This isn't news to anyone who isn't a geek. I'm a geek, though, so it's news here at the ThreeSeven.
At last week's CES, the gadget blog Gizmodo pulled a little prank. Gizmodo is one of the blogs in the Gawker chain, the same folk who bring you entertaining and obnoxious blogs Lifehacker, Jezebel and the rest. Before the trade show, Gizmodo gang got themselves a hold of a nifty little gadget. The gadget is a universal remote that can turn off any TV. So these Gizmodo guys thought it would be funny to wander around the show where plenty of flat panel TVs themselves were on display, and almost every booth was using a flat panel TV to deliver presentations to the press and attendees, and video themselves surreptitiously turning the TVs off.
It was one thing when they turned off TVs just displaying stuff.
It was yet another entirely when they turned off flat panels being actively used, in the middle of various demos and press conferences.
Clicky and take a look for yourself.
The fallout has been mixed. Some found it funny. Some found it deathly offensive. Webware, I think, got it right. The video is funny. The consequences will not be. The blogger in question has been banned for life from CES - and not being allowed in to the biggest gadget show on the planet is not inconsequential punishment if you work for "a blog with the sole purpose of writing about tech and gadgets as fast as possible." Gizmodo and perhaps even Gawker Media as a whole are even rumoured to possibly face bannination from CES, and if that happens good luck getting in to any other tradeshow under the Gawker name.

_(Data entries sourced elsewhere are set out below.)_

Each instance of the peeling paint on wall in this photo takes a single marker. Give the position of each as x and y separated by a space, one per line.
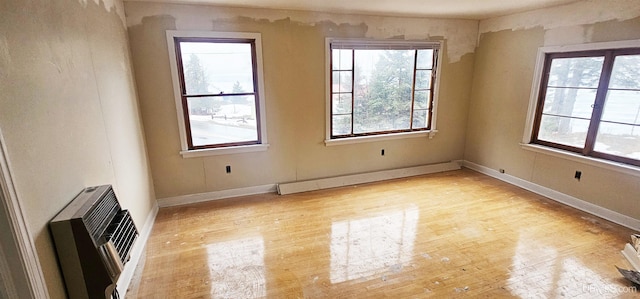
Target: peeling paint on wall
461 35
5 57
575 14
109 5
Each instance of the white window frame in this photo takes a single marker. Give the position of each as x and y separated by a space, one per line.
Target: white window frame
389 136
533 100
185 151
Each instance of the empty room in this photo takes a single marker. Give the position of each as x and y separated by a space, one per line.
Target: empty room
319 149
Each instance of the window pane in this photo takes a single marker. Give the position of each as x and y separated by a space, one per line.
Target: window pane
421 100
575 72
563 130
569 102
419 119
626 72
425 59
341 60
342 81
341 125
423 80
216 120
620 140
384 80
622 106
341 103
213 68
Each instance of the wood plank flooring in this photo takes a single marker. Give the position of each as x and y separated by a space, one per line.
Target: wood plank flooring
453 234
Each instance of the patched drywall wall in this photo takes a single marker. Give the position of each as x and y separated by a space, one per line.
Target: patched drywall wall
503 74
293 45
69 112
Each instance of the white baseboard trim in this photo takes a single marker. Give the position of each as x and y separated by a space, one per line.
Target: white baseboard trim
215 195
347 180
565 199
136 253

My take? Stuff like this is funny.. and super jerky. While I'm the first to say that marketing types take themselves way too seriously and it's entertaining to have a little fun with them, this went beyond "a little fun" when the poor bastard at Motorola had his presentation disrupted repeatedly in front of what could easily have been a couple hundred people. Companies make huge announcements at the CES show, announcements that are planned for months, where lots of money is spent and lots of crucial people invited to hear the message. If one little thing goes wrong, people can lose their jobs - for real.

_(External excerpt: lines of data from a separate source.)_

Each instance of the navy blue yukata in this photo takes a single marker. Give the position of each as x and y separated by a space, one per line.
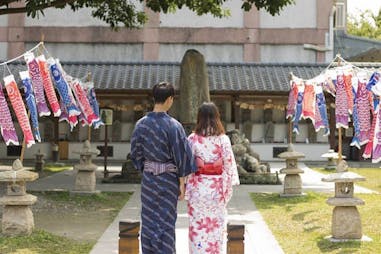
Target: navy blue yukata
159 138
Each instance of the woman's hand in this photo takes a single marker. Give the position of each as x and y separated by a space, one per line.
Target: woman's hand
181 188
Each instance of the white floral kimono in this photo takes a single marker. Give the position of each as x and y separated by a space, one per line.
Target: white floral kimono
208 195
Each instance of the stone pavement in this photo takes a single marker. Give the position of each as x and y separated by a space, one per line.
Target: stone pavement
258 237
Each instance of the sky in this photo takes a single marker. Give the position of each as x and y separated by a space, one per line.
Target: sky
359 6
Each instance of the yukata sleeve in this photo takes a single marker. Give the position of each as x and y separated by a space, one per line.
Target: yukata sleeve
181 151
137 148
230 172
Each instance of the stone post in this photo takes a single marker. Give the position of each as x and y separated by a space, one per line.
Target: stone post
85 180
39 164
129 237
17 216
236 238
332 158
346 221
194 87
292 185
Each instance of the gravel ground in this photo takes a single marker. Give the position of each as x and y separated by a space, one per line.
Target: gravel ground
67 218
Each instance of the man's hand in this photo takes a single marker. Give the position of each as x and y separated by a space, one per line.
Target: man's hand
182 188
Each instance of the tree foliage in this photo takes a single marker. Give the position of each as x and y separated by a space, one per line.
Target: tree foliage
366 24
126 12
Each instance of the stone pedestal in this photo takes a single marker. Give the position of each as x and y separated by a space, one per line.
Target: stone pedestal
85 181
332 158
346 220
39 163
17 216
292 185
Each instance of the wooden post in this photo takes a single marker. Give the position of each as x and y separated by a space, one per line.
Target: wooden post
105 151
23 145
89 127
340 145
290 130
236 237
129 237
237 110
290 76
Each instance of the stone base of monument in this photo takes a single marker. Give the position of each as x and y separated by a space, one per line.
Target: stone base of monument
132 176
85 182
255 178
17 216
364 238
346 223
292 185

The prank in action went too far, especially at the Motorola booth. And yeah, I know plenty of you think that all of these marketing people are douchebags in the first place, but the point is, all of these people were just doing their jobs. Through no fault of their own, completely randomly, someone decided that their desire for amusement was more important than anyone else's job at the time and fucked with them, disrupting them hugely. In this case, the douchebag is the guy from Gizmodo.
The whole thing is reminiscent of college punks getting drunk and roaming around toilet papering trees or stealing hubcaps. It's funny and goofy in a pubescent sort of way while it's going on, but in the end it's really not all that amusing and it causes real life problems for others. It'll take that homeowner hours to clean up the tree; it costs the owner of the car real money to get hubcaps replaced. It's random asshattery solely for the entertainment of the perpetrator that someone else ends up having to pay for.

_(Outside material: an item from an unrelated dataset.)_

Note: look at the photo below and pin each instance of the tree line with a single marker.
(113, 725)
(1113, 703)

Gizmodo, I suspect, realizes they're in for it. Given that they've posted the evidence and admitted they intentionally disrupted people's presentations, and depending on what Motorola was trying to announce during that conference, Gizmodo is wide open for a lawsuit. But the reputation damage was worse. Gizmodo just reinforced every cliche of bloggers being nothing but punk clown frat boys who just pretend they belong at the big parties. And then people complain when bloggers aren't considered 'real' media. You can't have it both ways. So in the end, +1 for comedy, and minus several thousand for being asshats.